Systems biology integrates:
Multi-omics data integration: Combining transcriptomics, proteomics, metabolomics, and interactomics data to place YLR311C in cellular networks.
Flux balance analysis: Computational modeling of metabolic networks to predict the impact of YLR311C perturbation on cellular metabolism.
Bayesian network analysis: Inferring causal relationships between YLR311C and other cellular components.
Genome-scale models: Incorporating YLR311C into existing genome-scale metabolic models of S. cerevisiae to predict functional roles.
Network analysis: Identifying functional modules and pathways where YLR311C plays a role based on various interaction data.
What structural biology approaches can reveal the molecular function of YLR311C?
Structural characterization involves:
X-ray crystallography or cryo-EM: Determining the three-dimensional structure of purified YLR311C to infer function from structural features.
Homology modeling: Using related proteins with known structures to model YLR311C structure if experimental determination is challenging.
Molecular dynamics simulations: Predicting protein dynamics and potential ligand binding sites.
Structural proteomics: Limited proteolysis coupled with mass spectrometry to map structural domains.
Structure-guided mutagenesis: Using structural insights to design mutations that test functional hypotheses.
How can researchers overcome difficulties in expressing and purifying membrane proteins like YLR311C?
Membrane protein expression and purification challenges can be addressed through:
Expression systems optimization: Testing different promoters, host strains, and growth conditions to maximize expression.
Fusion partners: Using solubility-enhancing tags (MBP, SUMO) to improve expression and folding.
Detergent screening: Systematic testing of detergents for optimal solubilization while maintaining native structure.
Nanodiscs or liposomes: Reconstituting purified YLR311C into membrane mimetics for functional studies.
Cell-free expression systems: Using cell-free systems specifically designed for membrane protein expression.
What approaches can resolve contradictions between computational predictions and experimental observations of YLR311C?
Resolving discrepancies requires:
Improved computational methods: Using ensemble approaches that combine multiple prediction algorithms.
Experimental validation: Designing experiments specifically to test conflicting predictions.
Domain-specific analysis: Analyzing protein domains separately when whole-protein analysis yields contradictory results.
Integration of multiple data types: Using orthogonal experimental approaches to build consensus.
Iterative refinement: Using experimental results to improve computational models in a feedback loop.
How can CRISPR-based technologies enhance our understanding of YLR311C function beyond traditional knockout approaches?
Advanced CRISPR applications include:
CRISPRi/CRISPRa: CRISPR interference or activation to modulate YLR311C expression without complete deletion.

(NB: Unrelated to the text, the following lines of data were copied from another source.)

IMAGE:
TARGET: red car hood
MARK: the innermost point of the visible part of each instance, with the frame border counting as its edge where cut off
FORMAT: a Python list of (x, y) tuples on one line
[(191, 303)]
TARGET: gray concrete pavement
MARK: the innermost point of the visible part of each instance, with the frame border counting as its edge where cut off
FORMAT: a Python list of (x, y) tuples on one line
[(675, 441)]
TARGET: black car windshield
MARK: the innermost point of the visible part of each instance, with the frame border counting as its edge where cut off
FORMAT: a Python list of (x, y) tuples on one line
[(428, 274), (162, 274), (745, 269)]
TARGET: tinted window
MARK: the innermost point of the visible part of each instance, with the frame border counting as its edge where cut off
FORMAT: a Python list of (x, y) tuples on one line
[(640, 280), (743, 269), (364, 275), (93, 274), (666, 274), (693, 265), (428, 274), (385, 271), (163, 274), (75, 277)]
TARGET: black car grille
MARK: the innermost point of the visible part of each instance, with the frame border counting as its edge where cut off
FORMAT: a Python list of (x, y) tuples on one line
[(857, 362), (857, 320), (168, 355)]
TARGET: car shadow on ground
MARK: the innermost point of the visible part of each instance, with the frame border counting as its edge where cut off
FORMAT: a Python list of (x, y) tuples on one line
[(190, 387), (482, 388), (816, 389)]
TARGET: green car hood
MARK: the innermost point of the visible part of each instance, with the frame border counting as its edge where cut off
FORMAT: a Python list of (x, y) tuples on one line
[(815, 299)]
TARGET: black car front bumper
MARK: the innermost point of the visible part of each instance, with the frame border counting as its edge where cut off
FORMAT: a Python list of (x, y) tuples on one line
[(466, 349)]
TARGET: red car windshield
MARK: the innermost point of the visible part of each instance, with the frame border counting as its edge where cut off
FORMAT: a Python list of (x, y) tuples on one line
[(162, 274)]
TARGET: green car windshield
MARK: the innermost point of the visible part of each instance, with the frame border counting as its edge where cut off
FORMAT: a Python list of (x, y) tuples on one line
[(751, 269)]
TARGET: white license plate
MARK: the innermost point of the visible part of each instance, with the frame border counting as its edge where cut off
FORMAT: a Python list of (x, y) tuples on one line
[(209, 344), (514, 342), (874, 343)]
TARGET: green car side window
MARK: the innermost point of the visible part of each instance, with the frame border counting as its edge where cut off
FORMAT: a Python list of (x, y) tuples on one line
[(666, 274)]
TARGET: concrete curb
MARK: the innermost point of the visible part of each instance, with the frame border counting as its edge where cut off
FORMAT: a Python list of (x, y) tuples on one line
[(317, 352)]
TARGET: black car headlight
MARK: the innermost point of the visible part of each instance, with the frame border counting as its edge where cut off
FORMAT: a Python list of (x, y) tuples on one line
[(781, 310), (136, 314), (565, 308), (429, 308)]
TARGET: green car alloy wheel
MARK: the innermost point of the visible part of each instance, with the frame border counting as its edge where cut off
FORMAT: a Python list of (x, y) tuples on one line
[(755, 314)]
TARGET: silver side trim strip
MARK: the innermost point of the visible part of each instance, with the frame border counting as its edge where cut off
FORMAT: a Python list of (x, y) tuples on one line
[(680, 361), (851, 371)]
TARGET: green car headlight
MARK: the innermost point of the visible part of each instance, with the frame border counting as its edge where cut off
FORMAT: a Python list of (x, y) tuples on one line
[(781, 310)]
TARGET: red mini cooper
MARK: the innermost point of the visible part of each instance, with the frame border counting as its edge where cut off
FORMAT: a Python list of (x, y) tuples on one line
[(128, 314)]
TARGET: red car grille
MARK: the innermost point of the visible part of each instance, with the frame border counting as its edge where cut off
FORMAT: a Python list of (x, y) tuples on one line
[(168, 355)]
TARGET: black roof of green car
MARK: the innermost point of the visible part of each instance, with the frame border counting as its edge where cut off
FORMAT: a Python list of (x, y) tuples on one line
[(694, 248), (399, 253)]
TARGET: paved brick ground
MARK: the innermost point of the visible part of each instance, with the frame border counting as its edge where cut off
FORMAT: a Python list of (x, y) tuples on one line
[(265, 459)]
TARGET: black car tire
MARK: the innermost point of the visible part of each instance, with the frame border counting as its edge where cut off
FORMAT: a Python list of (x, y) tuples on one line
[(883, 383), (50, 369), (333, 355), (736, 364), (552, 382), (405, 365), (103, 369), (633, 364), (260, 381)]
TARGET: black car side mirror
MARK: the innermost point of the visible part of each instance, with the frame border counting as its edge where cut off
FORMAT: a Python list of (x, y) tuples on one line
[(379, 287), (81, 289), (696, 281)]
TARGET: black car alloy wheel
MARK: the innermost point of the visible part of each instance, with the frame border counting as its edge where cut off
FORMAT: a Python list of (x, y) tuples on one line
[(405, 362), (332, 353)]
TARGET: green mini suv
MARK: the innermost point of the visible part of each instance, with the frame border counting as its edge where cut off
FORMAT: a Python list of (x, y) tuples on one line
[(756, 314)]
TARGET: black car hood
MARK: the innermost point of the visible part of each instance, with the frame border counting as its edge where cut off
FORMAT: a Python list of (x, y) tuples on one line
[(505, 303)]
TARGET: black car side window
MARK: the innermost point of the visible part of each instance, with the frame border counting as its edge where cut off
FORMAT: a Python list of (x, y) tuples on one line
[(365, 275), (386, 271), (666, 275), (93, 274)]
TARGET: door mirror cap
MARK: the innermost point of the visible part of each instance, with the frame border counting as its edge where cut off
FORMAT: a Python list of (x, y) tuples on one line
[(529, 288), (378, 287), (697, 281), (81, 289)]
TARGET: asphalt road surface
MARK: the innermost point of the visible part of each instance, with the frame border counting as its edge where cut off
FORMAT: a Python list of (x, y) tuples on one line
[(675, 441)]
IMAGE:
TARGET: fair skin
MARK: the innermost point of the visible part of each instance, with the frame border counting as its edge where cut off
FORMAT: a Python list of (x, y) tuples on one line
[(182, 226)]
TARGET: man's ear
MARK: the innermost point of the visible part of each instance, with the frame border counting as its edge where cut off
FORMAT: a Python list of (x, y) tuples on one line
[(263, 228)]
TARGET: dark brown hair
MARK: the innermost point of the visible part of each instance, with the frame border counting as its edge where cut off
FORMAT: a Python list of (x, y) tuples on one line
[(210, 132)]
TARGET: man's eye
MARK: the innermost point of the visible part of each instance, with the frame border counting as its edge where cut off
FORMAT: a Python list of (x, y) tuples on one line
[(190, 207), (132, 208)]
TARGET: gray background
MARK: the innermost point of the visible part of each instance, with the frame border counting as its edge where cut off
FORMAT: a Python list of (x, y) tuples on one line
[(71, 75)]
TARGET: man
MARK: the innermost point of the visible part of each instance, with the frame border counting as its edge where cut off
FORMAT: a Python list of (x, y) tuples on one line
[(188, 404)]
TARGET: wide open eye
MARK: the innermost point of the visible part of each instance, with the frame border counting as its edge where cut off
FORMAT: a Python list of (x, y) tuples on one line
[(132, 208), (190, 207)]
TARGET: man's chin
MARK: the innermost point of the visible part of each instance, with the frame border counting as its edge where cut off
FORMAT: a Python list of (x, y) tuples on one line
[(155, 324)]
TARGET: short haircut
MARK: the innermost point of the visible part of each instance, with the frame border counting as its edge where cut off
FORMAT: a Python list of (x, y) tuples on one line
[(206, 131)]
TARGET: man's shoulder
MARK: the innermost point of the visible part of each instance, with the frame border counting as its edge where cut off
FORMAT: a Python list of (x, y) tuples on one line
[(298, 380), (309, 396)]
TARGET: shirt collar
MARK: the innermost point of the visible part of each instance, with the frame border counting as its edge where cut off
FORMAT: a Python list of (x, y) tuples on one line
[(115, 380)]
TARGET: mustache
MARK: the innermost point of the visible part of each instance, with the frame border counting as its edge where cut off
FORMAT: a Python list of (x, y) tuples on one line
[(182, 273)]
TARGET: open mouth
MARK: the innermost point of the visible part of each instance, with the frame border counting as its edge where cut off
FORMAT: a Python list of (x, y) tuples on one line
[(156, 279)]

Base editing: Introducing specific nucleotide changes to study the effect of single amino acid substitutions.
Prime editing: Precise genome editing to introduce specific mutations or tags at the endogenous locus.
CRISPR screening: Genome-wide screens to identify genetic interactions with YLR311C.
Perturb-seq: Combining CRISPR perturbations with single-cell RNA-seq to profile transcriptional responses to YLR311C modulation.
What high-throughput experimental approaches can accelerate the functional characterization of YLR311C and similar uncharacterized proteins?
High-throughput methods include:
Pooled fitness assays: Competitive growth of mutant collections under hundreds of conditions to identify phenotypes.
Synthetic genetic interaction mapping: Systematic creation of double mutants to identify genetic relationships.
Proteome-wide interaction mapping: High-throughput methods to map all protein-protein interactions involving YLR311C.
Metabolic profiling: Untargeted metabolomics to identify metabolites affected by YLR311C perturbation.
Automated microscopy: High-content screening of cellular phenotypes in response to YLR311C manipulation.